Visites ad Limina Apostolorum

Visites ad Limina Apostolorum

Le Code de Droit canonique (de 1983) dit au canon 399 §1 : L’Évêque diocésain doit, tous les cinq ans, présenter au Pontife Suprême un rapport sur l’état du diocèse qui lui est confié, selon la forme et au temps indiqués par le Siège apostolique ; §2 : Si l’année fixée pour présenter ce rapport tombe en tout ou en partie dans les deux premières années de sa présence à la tête du diocèse, l’Évêque peut cette fois-là ne pas rédiger ni envoyer son rapport.

Au canon 400 §1 : L’année où il doit présenter son rapport au Pontife Suprême, à moins de disposition différente du Siège Apostolique, l’Évêque diocésain se rendra à Rome pour vénérer les tombeaux des Bienheureux Pierre et Paul et il se présentera au Pontife Romain.

La visite ad limina Apostolorum consiste par conséquent en une visite sur les tombes des apôtres Pierre et Paul, à Rome, durant laquelle les évêques rencontrent l’Évêque de Rome, Successeur de Pierre, ainsi que les chefs des dicastères – des ministères chargés d’un aspect de la mission de l’Église – pour avoir des entretiens sur les différents rapports demandés par Rome sur chacun des diocèses. Ces rapports sont envoyés durant les mois qui précèdent la visite ad limina de telle sorte que chacun des dicastères puisse en prendre connaissance.

La visite dure une semaine. Chaque jour, les évêques célèbrent une liturgie dans un lieu différent : la basilique Saint-Pierre, la basilique Saint-Jean-de-Latran, la Basilique Saint-Paul-hors-les-murs, la basilique Sainte-Marie-Majeure, et d’autres lieux, selon les années.

Les évêques participent aussi à un repas officiel à l’ambassade de Belgique près le Saint-Siège et à un repas festif au Collège belge. Cette année, le Cardinal De Kesel présidera un Te Deum à l’occasion de la Fête du Roi à l’église Saint-Julien-des-Flamands. Cette année encore, les évêques célébreront à l’église passioniste des Saints-Jean-et-Paul, église attribuée au Cardinal De Kesel, membre du Clergé de Rome.

La Belgique forme, d’après le droit de l’Église, une seule Province ecclésiastique. La visite ad limina est par conséquent vécue par tous les évêques de Belgique en fonction, durant la même semaine. La Belgique compte huit diocèses territoriaux et le diocèse aux Forces Armées. La tradition veut que vont à Rome pour la visite ad limina les évêques diocésains, les évêques auxiliaires et, si un siège épiscopal est vacant, l’administrateur diocésain de ce siège.

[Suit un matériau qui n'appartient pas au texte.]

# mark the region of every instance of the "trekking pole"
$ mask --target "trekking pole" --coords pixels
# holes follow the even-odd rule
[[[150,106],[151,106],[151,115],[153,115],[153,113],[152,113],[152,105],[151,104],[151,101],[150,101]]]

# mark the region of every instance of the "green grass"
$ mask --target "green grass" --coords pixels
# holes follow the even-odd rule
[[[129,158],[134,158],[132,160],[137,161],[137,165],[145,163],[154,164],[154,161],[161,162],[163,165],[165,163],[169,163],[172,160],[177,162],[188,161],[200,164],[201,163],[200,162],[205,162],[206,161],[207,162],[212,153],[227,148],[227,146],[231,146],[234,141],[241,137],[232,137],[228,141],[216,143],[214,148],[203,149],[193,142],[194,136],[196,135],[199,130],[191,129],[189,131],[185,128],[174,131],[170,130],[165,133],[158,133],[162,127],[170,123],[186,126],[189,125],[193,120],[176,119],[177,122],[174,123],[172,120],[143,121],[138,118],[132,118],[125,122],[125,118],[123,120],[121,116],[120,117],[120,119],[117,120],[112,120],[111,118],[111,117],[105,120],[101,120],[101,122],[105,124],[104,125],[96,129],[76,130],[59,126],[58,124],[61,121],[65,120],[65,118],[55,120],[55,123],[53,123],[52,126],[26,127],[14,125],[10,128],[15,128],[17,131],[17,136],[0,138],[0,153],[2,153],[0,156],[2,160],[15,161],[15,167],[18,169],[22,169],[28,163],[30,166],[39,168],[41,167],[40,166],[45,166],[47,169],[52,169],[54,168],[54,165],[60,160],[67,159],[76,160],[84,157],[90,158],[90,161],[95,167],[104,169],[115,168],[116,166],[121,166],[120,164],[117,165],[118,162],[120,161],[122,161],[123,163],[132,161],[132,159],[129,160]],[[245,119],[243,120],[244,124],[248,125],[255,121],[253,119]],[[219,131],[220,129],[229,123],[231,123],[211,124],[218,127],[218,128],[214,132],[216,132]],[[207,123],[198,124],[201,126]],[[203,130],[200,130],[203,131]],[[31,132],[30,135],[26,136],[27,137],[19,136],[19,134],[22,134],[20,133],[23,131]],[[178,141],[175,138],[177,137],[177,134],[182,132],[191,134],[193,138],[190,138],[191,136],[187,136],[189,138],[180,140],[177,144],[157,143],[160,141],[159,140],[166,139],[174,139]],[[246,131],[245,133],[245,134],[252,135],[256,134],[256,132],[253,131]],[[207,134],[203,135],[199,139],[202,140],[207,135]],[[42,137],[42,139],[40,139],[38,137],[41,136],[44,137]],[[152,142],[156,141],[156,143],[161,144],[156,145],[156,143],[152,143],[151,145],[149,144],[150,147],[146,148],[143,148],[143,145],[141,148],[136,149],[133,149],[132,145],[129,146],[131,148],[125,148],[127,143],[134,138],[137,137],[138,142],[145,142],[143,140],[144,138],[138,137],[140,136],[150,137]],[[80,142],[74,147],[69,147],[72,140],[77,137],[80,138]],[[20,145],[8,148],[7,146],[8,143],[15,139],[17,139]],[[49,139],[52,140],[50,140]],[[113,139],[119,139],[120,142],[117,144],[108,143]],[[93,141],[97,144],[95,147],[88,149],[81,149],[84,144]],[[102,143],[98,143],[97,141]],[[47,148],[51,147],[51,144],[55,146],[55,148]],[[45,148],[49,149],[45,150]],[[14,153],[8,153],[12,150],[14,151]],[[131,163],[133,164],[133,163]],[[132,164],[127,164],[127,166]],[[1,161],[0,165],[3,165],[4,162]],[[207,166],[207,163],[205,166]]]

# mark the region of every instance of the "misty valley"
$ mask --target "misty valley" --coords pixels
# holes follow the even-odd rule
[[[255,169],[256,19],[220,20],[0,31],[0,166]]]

En 2022, nous serons onze évêques à participer à la visite ad limina. Nous serons accompagnés par Mgr Herman Cosijns, Secrétaire général de la Conférence épiscopale, et par les deux porte-parole du Cardinal De Kesel et de la Conférence épiscopale, le Père Tommy Scholtès, Jésuite, et Mr Geert De Kerpel.

Nous logerons à la Maison Sainte-Marthe dans la Cité du Vatican, le même immeuble que celui où réside le Pape François.

Visite de novembre 2003

J’ai été nommé évêque de Tournai le 22 mai 2003. La visite ad limina de 2003 était programmée du 17 au 22 novembre. Je n’ai pas dû faire de rapport du diocèse de Tournai.

J’ai participé en allant, avec tous les évêques ou avec quelques évêques, dans chacun des dicastères. La rencontre la plus intéressante avait lieu à la Doctrine de la Foi, un dicastère dont le Préfet était le Cardinal Joseph Ratzinger. L’entretien, très libre, abordait déjà le manque de prêtres pour assurer la liturgie dominicale dans toutes les paroisses ; une discussion très sérieuse abordait la manière dont l’Eglise avait à se situer dans une société sécularisée. Le gouvernement Verhofstadt avait encouragé le Parlement à voter une loi dépénalisant l’euthanasie et à officialiser les couples de personnes de même sexe. Tous les entretiens dans les dicastères se déroulaient en français.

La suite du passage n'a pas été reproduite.